Algo violento brilló en los ojos de la joven y él observó que apretaba los puños, sofocando la necesidad de abofetearlo.
-Lo que haga con mi vida y con las personas con quienes la comparto, no te incumbe -replicó, cortante-. No te incumbe desde el día en que me dejaste sola no le dedicaste otro pensamiento a la entupida ingenua que usaste todo un verano para alivio adecuado a tu aburrimiento sexual.
-Oh, no sólo adecuado, Rebecca -se burló-. Fuiste, apuesto a que hace mucho que lo has descubierto, más que adecuada.
- ¡Que Dios me perdone, Jay! -musitó, exasperada-. Pero si vuelves a insultarme…
- ¿Qué harás? -la retó, mientras la joven buscaba palabras para expresar su furia.

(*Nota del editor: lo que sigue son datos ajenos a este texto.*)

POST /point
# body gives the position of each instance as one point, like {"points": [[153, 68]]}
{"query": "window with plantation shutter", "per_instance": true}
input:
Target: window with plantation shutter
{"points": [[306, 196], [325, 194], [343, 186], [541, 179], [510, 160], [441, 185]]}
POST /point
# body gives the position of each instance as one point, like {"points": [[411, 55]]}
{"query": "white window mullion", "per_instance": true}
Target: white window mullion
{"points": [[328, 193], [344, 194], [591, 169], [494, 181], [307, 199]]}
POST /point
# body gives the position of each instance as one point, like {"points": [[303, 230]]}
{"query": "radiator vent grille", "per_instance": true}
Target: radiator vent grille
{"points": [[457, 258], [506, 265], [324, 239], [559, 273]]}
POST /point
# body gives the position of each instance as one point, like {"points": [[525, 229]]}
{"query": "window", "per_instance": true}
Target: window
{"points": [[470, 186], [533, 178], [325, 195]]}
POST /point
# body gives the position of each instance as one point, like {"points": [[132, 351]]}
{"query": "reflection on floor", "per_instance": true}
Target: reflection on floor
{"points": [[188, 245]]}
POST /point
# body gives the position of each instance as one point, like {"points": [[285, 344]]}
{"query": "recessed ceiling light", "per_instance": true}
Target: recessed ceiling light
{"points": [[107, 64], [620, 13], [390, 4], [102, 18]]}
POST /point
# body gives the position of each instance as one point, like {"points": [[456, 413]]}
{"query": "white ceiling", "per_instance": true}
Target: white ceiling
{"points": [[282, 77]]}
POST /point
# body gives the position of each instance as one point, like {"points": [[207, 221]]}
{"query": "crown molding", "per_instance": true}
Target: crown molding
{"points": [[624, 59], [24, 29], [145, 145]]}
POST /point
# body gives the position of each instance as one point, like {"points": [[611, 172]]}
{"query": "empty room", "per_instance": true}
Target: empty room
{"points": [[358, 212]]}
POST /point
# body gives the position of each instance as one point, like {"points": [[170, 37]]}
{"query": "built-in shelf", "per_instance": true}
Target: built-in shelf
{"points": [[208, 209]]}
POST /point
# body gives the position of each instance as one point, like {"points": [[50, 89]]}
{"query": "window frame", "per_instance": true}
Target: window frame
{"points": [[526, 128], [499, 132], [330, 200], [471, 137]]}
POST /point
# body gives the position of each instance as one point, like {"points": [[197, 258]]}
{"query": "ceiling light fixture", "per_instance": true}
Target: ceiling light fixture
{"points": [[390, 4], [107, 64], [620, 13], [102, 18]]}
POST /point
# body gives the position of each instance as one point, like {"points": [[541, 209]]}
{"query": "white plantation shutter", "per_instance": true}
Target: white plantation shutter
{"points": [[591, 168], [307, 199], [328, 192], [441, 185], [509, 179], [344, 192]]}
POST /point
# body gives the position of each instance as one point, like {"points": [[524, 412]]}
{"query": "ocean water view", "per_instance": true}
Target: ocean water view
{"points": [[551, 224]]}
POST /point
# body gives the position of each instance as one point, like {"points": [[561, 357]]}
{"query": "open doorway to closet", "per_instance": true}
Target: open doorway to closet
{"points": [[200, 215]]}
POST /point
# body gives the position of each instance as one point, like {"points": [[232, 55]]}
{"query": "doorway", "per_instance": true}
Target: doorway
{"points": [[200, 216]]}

Le dio un tirón salvaje con una mano, cerrando el espacio que los separaba-. ¿Golpearme? -Sonrió con crueldad- Te juro que te devolveré cada uno de tus golpes -le advirtió-. ¿Gritar? ¿Quién vendrá a rescatarte sino la querida Olivia? Y creo que a ella le encantara qué te golpeara.
-Te detesto -le espetó, sintiendo que la invadía una ira sorda - Desprecio todo lo que representas. Si Olivia comparte tus estrechos puntos de vista, se merecen uno al otro. Estar casada contigo debe aumentar su mediocridad de forma constante.
El se quedó quieto y Rebecca se encogió en su interior, temiendo haber llegado demasiado lejos.
- ¿Casada?-se ahogó-. ¿De dónde demonios sacas que Olivia y yo nos casamos?
- ¿Quieres decir... -Rebecca lo contempló, alelada-, que no se casaron? -la incredulidad resonaba en su voz y Jay se rió; con un sonido duro.
-No necesito casarme con Olivia para obtener lo que quiero de ella-replicó, mordaz-. Por el mismo motivo por el que no me casé contigo.
Su desprecio por Olivia y por ella la humillaron al máximo.
-Eres y fuiste un maldito egoísta, Jay -murmuró, aproximándose al escritorio, para levantar el auricular.
- ¿Qué haces? -inquirió, furioso.
-Llamo un auto de alquiler-le informó-. Me niego a quedarme en esta casa un momento más del necesario.
-Tú no te mueves de aquí -ladró, arrancándole el auricular de la mano y arrojándolo contra la pared.
La atrapó de nuevo, obligándola a mirarlo, alto, moreno, con el poder de su atracción martillándole los sentidos y despertando emociones de distinta naturaleza.
-Quítame las manos de encima -le ordenó, tensa-. No soportó que me toques.
- ¿No es una lástima? -se mofó, acercándola a su cuerpo aún más, de modo que ella percibió el calor que emanaba de su piel. - Porque ha llegado la hora de la venganza, Rebecca, y tomaré la que me corresponde.
La besó con rabia, echándole hacia atrás la cabeza por la violencia del beso, abriéndole los labios para invadirla, con el único propósito de enojarla. Sin embargo, al ahondar el beso con los movimientos de su lengua, ella sintió que se conmovía, reconociendo al instante la antigua tentación que los lanzaba a buscarse en cuanto podían.